A democracia liberal não é uma forma de governo desenhada para agradar a toda a gente, assim como a liberdade de expressão não está constitucionalmente consagrada para proteger ideias simpáticas. É este o sistema que defendemos, de pesos e contrapesos, de consensos e concessões, de dissenso em igualdade, de respeito na diferença.

Em Portugal, votou-se em massa e o resultado desse processo democrático amplamente participado foi uma votação significativa num tipo de partido que, noutros países, reduziu (ainda mais) a qualidade da democracia. Sempre houve caminhos democráticos para desfazer democracias — para surpresa de ninguém —, assim como sempre houve formas de mentir com a verdade.
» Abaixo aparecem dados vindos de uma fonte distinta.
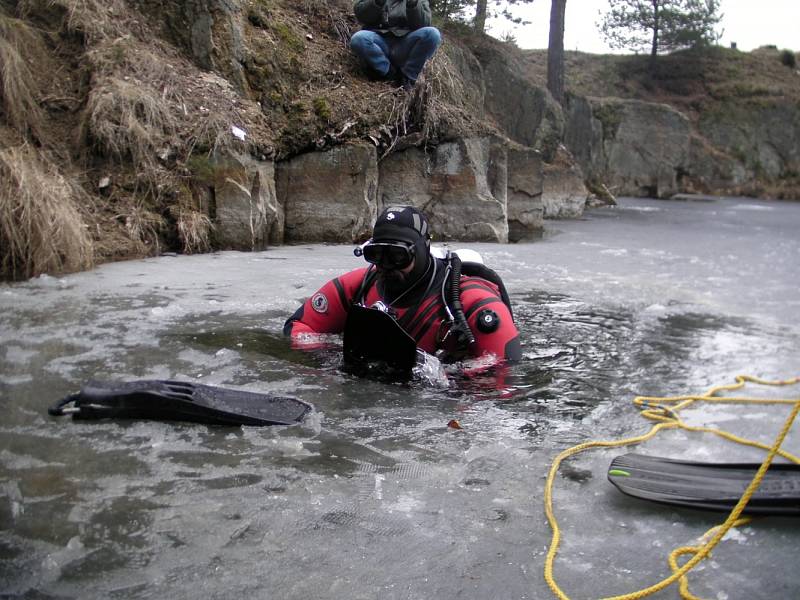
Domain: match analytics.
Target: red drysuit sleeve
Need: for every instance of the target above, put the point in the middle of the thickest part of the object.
(326, 310)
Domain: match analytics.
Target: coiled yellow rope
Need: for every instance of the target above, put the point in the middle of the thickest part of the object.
(665, 411)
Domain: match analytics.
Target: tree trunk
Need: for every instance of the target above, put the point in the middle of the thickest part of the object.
(656, 28)
(555, 50)
(480, 16)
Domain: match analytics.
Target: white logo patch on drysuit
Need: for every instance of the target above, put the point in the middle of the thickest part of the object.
(319, 302)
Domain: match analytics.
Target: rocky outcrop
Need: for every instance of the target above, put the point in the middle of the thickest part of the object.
(564, 194)
(525, 111)
(764, 138)
(637, 148)
(460, 185)
(329, 196)
(525, 186)
(211, 31)
(247, 214)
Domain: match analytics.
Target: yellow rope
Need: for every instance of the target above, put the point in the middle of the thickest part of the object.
(665, 412)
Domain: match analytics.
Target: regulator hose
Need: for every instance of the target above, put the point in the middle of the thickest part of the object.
(460, 325)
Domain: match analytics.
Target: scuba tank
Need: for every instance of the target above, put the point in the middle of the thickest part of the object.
(469, 263)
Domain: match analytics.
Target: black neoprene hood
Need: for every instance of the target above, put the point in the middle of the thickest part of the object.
(401, 224)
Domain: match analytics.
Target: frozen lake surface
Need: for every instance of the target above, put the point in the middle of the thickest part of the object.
(375, 496)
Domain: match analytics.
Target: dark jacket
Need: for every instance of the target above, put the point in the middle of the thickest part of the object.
(398, 17)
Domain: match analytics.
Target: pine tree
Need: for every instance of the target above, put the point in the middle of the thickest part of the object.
(555, 50)
(663, 25)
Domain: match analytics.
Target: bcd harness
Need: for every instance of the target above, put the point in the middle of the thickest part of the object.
(458, 336)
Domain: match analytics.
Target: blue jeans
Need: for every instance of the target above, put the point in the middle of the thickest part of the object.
(408, 53)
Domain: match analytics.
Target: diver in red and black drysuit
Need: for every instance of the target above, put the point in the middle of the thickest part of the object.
(417, 289)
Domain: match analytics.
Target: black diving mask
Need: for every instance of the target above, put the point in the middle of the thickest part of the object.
(389, 255)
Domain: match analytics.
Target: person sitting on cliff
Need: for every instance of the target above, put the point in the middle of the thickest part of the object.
(396, 40)
(454, 322)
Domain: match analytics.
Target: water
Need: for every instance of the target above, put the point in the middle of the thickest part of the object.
(375, 496)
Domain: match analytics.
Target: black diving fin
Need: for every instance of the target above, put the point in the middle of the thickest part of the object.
(710, 486)
(180, 401)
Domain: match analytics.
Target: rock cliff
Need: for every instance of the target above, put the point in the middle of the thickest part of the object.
(208, 124)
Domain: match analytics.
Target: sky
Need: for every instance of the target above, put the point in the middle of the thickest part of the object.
(748, 23)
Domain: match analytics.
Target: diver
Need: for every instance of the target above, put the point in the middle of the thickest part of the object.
(455, 311)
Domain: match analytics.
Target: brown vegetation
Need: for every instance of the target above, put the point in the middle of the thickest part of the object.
(42, 229)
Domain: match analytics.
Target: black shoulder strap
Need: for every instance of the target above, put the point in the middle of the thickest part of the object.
(366, 283)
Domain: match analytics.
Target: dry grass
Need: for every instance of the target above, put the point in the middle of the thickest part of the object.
(95, 19)
(194, 227)
(144, 227)
(128, 120)
(435, 104)
(18, 91)
(41, 228)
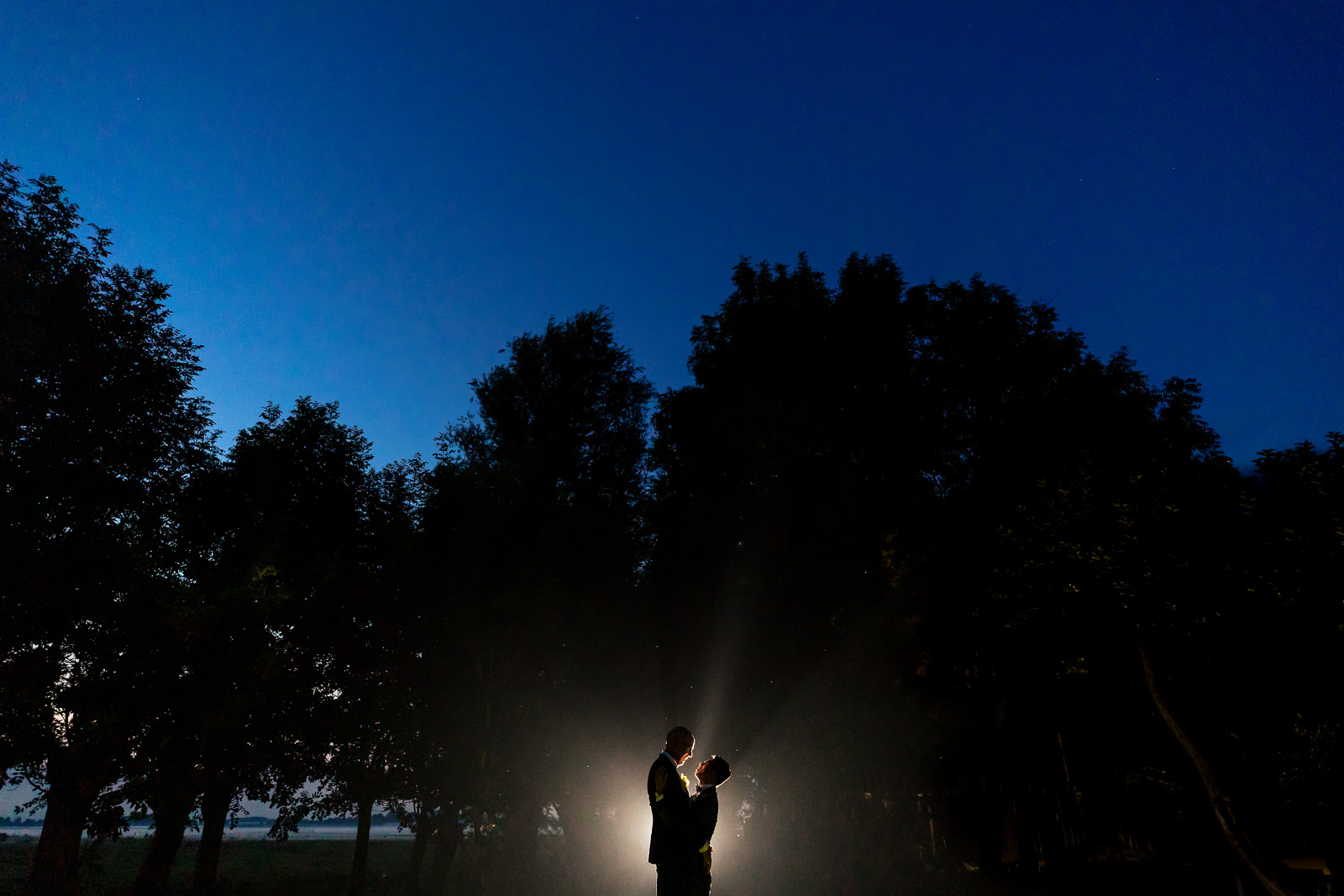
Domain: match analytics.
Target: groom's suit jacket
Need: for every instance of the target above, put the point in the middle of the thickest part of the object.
(669, 846)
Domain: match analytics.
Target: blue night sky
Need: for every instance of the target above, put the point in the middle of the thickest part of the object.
(366, 202)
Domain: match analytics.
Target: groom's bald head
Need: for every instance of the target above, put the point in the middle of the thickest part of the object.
(680, 743)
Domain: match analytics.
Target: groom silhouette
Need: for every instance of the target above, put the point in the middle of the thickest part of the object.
(675, 856)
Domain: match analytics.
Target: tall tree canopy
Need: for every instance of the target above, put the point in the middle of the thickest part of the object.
(98, 437)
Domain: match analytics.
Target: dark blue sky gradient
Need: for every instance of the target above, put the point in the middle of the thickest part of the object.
(365, 202)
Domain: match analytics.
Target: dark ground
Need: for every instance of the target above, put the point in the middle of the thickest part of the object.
(320, 867)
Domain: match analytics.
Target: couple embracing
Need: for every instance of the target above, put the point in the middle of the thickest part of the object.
(683, 822)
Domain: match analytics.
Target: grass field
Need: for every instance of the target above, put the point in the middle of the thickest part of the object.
(322, 868)
(261, 867)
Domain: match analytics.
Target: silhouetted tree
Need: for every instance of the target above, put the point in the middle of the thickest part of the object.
(535, 511)
(98, 436)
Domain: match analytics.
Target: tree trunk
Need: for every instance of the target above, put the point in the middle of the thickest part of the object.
(423, 832)
(1221, 801)
(360, 869)
(55, 862)
(214, 813)
(171, 817)
(447, 839)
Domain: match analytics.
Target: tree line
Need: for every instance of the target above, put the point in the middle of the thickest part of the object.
(922, 540)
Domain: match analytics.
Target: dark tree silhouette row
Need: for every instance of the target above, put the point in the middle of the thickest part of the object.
(936, 553)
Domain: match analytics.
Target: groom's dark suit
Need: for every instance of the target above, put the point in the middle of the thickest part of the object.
(669, 849)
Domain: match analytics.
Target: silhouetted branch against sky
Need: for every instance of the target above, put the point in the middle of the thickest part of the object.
(365, 204)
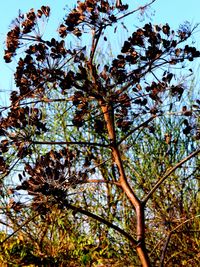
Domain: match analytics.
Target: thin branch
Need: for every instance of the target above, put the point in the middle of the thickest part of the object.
(168, 239)
(101, 181)
(67, 143)
(102, 220)
(170, 171)
(136, 128)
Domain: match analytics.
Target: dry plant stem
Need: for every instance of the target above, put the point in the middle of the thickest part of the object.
(139, 208)
(109, 224)
(168, 239)
(170, 171)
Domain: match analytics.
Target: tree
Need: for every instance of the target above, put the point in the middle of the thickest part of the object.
(77, 123)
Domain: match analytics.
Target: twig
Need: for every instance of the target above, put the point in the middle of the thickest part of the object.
(171, 170)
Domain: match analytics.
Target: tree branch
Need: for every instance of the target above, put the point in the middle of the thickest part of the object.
(168, 239)
(102, 220)
(170, 171)
(136, 128)
(67, 143)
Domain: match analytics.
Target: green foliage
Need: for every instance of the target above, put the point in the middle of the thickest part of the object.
(103, 156)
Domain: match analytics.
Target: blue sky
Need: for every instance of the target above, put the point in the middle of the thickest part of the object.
(174, 12)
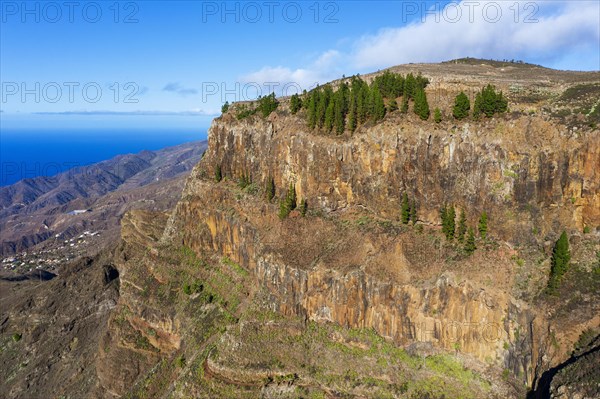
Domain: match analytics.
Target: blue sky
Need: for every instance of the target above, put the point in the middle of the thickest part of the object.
(172, 64)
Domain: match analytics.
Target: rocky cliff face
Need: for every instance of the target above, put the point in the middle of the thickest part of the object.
(526, 172)
(350, 262)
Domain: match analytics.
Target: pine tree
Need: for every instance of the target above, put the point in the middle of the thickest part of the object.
(404, 109)
(470, 242)
(462, 226)
(270, 190)
(289, 203)
(329, 115)
(444, 218)
(405, 209)
(267, 104)
(352, 122)
(561, 256)
(339, 119)
(378, 105)
(321, 108)
(312, 108)
(421, 107)
(303, 207)
(451, 223)
(483, 225)
(413, 212)
(410, 86)
(284, 210)
(291, 197)
(477, 106)
(225, 107)
(437, 115)
(462, 106)
(295, 104)
(218, 174)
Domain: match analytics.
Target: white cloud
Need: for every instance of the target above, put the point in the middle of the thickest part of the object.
(554, 33)
(287, 81)
(482, 32)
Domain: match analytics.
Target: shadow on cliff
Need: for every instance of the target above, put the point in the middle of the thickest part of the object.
(543, 386)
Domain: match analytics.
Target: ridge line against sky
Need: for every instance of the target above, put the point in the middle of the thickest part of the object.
(175, 63)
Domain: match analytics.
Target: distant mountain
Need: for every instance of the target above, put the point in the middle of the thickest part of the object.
(33, 210)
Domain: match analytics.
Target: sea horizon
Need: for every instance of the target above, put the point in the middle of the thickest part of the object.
(33, 152)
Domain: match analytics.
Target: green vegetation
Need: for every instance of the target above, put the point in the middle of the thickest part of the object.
(295, 104)
(180, 361)
(289, 203)
(483, 225)
(421, 106)
(218, 173)
(489, 102)
(462, 226)
(303, 207)
(244, 111)
(448, 216)
(225, 107)
(462, 106)
(267, 104)
(193, 288)
(470, 246)
(405, 209)
(244, 181)
(437, 115)
(356, 102)
(270, 189)
(561, 256)
(413, 212)
(404, 109)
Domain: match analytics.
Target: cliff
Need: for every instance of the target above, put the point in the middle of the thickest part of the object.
(223, 298)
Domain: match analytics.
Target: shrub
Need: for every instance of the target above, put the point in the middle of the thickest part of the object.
(218, 174)
(489, 102)
(437, 115)
(270, 189)
(405, 209)
(180, 361)
(470, 246)
(289, 203)
(462, 106)
(421, 106)
(225, 107)
(267, 104)
(295, 104)
(561, 256)
(303, 207)
(483, 225)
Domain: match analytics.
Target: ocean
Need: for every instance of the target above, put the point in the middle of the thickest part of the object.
(26, 153)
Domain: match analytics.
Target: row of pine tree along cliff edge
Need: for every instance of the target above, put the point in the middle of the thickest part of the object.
(354, 103)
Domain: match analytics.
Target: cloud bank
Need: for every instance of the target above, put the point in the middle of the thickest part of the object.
(559, 34)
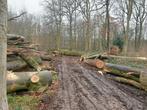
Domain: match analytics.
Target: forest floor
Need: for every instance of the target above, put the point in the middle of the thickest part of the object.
(82, 88)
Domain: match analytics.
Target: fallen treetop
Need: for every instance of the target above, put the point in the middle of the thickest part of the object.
(130, 75)
(105, 56)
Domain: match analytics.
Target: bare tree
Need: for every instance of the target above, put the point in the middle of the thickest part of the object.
(3, 49)
(87, 8)
(140, 13)
(54, 16)
(70, 7)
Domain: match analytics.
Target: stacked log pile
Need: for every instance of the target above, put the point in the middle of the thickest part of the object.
(124, 74)
(25, 64)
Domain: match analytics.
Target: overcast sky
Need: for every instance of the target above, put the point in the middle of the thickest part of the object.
(32, 6)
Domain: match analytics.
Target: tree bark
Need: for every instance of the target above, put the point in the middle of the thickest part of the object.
(24, 80)
(16, 65)
(3, 50)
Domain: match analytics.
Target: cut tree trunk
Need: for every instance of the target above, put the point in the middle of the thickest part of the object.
(24, 80)
(31, 61)
(96, 63)
(16, 65)
(102, 56)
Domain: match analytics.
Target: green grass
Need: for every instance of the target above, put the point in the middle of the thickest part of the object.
(23, 102)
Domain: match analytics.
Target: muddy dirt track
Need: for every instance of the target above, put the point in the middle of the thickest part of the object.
(82, 88)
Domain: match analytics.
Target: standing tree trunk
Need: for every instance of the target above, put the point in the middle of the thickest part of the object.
(3, 49)
(107, 25)
(129, 6)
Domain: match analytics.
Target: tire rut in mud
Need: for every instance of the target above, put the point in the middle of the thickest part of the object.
(83, 89)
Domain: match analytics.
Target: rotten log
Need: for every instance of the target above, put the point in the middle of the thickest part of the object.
(25, 80)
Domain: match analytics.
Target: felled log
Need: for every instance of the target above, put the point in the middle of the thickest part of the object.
(128, 81)
(25, 80)
(16, 65)
(118, 70)
(31, 61)
(105, 56)
(96, 63)
(14, 37)
(46, 57)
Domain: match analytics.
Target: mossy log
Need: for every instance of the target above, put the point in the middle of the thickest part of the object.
(25, 80)
(128, 81)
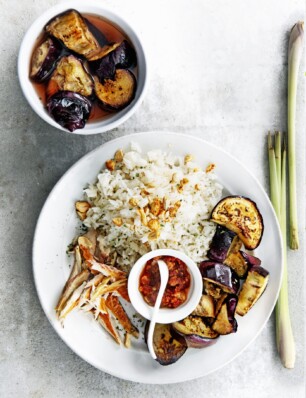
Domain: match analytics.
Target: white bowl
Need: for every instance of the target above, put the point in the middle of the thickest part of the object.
(26, 50)
(165, 315)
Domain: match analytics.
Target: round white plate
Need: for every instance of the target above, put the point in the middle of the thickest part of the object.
(57, 225)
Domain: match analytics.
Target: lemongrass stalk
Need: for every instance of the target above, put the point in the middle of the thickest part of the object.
(294, 59)
(274, 188)
(278, 156)
(284, 336)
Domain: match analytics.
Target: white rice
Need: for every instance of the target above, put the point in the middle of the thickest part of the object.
(158, 174)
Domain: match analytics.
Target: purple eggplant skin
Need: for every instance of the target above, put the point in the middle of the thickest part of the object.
(220, 244)
(220, 274)
(225, 323)
(169, 346)
(44, 59)
(69, 109)
(195, 341)
(97, 33)
(251, 260)
(124, 56)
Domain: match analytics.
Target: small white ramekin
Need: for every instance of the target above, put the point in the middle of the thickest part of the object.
(166, 315)
(26, 50)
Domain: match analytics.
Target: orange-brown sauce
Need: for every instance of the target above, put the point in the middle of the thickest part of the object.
(178, 285)
(112, 34)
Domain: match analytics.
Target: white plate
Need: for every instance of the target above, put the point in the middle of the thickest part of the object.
(57, 225)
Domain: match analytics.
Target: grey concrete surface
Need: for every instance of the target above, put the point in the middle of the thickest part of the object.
(218, 71)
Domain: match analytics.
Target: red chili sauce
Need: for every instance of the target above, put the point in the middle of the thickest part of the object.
(178, 285)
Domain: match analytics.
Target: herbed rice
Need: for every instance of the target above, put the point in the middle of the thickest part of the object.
(143, 187)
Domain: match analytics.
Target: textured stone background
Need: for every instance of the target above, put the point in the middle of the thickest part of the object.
(218, 71)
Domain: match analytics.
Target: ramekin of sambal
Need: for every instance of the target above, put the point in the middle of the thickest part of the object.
(183, 290)
(82, 69)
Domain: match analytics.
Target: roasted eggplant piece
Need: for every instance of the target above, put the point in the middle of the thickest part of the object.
(99, 36)
(44, 59)
(70, 110)
(112, 57)
(253, 287)
(240, 215)
(169, 346)
(71, 29)
(220, 275)
(118, 93)
(225, 322)
(220, 244)
(206, 307)
(104, 68)
(70, 75)
(124, 55)
(251, 260)
(196, 331)
(235, 259)
(103, 52)
(114, 305)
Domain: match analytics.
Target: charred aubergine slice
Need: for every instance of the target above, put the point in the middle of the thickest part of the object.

Quando as fundações de uma casa são frágeis, o tecto que nos abriga é o mesmo que nos esmaga.

O tempo não está nem para carinhos coniventes nem para derivas antidemocráticas “boazinhas”. É essencial — urgente — reforçar a democracia, agindo nestes eixos comuns de que se alimentam a desinformação e os populismos: falta de literacia, maniqueísmos, instituições desacreditadas e exclusão social. A maioria das soluções necessárias precisa de tempo, coragem e consensos, mas deve começar a ser construída agora, através de sinais claros de mudança de rumo.

A democracia e a verdade não devem meter medo a ninguém. A sua fragilidade sim.